Позднее, когда Яков, собрав колоски, вышел из огорода, Кавуся обернулась к Корнею, сорвала яблоко, надкусила и, поморщившись, выкинула за забор, в переулок.
— Сколько трудов, чтобы вырастить эту кислятинку! Но у того, — она кивнула в сторону Кравчунов, — вероятно, что-то нужное, а у вас? Какие вы здесь все чудаки…
Воскресный вечер проводили дома. Кавуся целый день держалась холодновато, часто задумывалась. «Кыш ты, не отвлекай ее, — шипела на Корнея Марфа Васильевна. — Трудно ведь девке перед замужеством. Может, и вспомнила чего-нибудь, припало на сердце, мало ли бывает!»
На ужин Марфа Васильевна подала парное молоко, сметану, блюдце вишневого варенья из свежего сбора. Кавуся к сметане не притронулась, ела только варенье, медленно дегустируя одну ложечку за другой, и, глядя на нее, Корней тоже ел немного, не торопясь, соблюдая приличие. Лишь закончив с едой, немного оживилась. Марфа Васильевна начала тихонько и осторожно подводить ее к мысли поскорее покончить с помолвкой, «да уж и прибиться к одному берегу». Кроме того, хоть и в шутку, но выразила желание не просто «сбегать зарегистрироваться, а сделать бы по-старинному, венчаться».

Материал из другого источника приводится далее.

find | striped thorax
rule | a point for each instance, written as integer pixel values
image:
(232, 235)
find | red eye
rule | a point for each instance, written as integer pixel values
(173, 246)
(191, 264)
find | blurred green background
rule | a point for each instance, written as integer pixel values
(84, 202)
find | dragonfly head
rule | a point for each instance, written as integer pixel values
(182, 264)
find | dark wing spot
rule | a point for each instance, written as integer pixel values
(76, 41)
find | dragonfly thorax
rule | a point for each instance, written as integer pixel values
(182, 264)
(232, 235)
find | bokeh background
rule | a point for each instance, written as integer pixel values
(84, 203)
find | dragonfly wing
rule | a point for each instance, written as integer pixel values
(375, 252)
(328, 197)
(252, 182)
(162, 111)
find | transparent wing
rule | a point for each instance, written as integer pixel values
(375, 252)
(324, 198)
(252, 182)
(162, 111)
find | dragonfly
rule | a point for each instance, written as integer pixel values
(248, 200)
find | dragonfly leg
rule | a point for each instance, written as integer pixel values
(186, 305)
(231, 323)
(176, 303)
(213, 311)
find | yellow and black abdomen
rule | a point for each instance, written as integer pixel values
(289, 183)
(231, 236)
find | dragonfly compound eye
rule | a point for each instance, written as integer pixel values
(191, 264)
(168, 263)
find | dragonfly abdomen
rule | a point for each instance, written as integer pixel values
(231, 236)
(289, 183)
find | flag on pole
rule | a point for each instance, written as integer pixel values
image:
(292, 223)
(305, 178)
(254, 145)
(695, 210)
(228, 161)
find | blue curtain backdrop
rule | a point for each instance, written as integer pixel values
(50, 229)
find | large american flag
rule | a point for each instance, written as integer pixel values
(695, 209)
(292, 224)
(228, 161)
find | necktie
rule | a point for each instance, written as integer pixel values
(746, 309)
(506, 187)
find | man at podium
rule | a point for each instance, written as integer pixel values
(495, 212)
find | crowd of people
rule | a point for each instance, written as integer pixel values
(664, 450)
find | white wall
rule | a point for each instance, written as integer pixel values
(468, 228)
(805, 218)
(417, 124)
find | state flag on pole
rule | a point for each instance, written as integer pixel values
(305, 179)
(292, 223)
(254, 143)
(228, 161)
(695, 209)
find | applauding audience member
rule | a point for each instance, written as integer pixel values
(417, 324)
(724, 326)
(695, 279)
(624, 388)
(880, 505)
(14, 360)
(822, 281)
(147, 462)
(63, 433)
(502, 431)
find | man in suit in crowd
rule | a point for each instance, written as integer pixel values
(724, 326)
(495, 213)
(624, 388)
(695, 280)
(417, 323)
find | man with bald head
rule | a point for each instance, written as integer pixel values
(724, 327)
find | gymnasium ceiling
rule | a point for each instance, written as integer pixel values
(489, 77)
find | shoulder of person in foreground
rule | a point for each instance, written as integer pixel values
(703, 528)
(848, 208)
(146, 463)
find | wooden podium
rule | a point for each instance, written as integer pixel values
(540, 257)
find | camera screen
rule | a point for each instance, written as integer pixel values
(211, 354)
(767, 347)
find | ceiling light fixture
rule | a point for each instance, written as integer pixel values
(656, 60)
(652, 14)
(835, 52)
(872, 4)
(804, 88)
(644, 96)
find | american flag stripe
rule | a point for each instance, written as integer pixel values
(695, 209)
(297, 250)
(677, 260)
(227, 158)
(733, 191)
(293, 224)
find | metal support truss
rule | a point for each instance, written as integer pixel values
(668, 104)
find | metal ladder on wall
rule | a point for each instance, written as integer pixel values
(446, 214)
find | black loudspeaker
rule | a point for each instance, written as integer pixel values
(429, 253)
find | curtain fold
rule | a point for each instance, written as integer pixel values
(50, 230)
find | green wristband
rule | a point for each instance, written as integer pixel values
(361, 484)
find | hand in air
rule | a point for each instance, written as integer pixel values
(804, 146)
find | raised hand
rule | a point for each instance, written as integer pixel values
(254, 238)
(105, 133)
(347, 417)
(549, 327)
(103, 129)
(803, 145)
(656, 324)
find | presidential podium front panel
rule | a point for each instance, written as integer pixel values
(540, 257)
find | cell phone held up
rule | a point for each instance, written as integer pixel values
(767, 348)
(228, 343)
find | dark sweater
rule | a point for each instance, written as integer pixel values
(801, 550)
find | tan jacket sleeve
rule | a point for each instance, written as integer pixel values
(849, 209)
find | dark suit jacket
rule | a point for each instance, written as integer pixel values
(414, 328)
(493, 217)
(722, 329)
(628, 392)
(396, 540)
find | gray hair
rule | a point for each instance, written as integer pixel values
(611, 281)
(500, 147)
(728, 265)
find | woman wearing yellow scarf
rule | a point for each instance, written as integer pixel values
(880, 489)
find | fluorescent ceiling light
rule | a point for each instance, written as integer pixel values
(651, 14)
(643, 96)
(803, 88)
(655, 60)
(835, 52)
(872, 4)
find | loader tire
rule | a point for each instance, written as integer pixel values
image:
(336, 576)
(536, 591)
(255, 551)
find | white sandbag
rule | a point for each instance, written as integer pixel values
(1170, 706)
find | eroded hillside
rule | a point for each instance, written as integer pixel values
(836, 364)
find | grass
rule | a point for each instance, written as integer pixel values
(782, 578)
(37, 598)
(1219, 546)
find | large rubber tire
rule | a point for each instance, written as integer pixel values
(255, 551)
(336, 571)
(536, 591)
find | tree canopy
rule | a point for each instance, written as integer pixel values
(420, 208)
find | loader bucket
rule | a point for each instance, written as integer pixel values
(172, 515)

— Душу бы отвести, — Пояснила она. — Самой-то мне не пришлось ведь под венцом постоять, перейти в замужество по обычаю, превратилась я в женщину, как будто в постный день, слезами уливаясь, съела черствый калач.
— Народ насмешим, — даже улыбнулась Кавуся.
— Никто бы и не осудил, — понастойчивее нажала Марфа Васильевна. — Оба не партейные, кому дело какое!
— Не знаю, как смотрит на это Корней, а я не верующая и простите поэтому меня, Марфа Васильевна, — деликатно отразила Кавуся. — А вот съездить бы куда-нибудь на юг…
— Нам теперича, милая, пока не до югов, — отрезала Марфа Васильевна. — Зима на носу. — И смягчилась: — Съездить не мешает, обживетесь, так съездите!
— Ты никак не можешь уяснить, мама, что нынешняя молодежь очень далека от старых обычаев и понятий, — поддержал Кавусю Корней, стараясь, однако, чтобы мать не обиделась. — У вас, прежде, бывали какие-то девичники, смотрины, свадебные песни, «глухие возы» с приданым невесты, гулянья на тройках с колокольцами, а теперь выглядело бы все это смешно. Верно Кавуся говорит: «Народ насмешим!» Так мы уж, пожалуй, сделаем, как все люди, по-простому.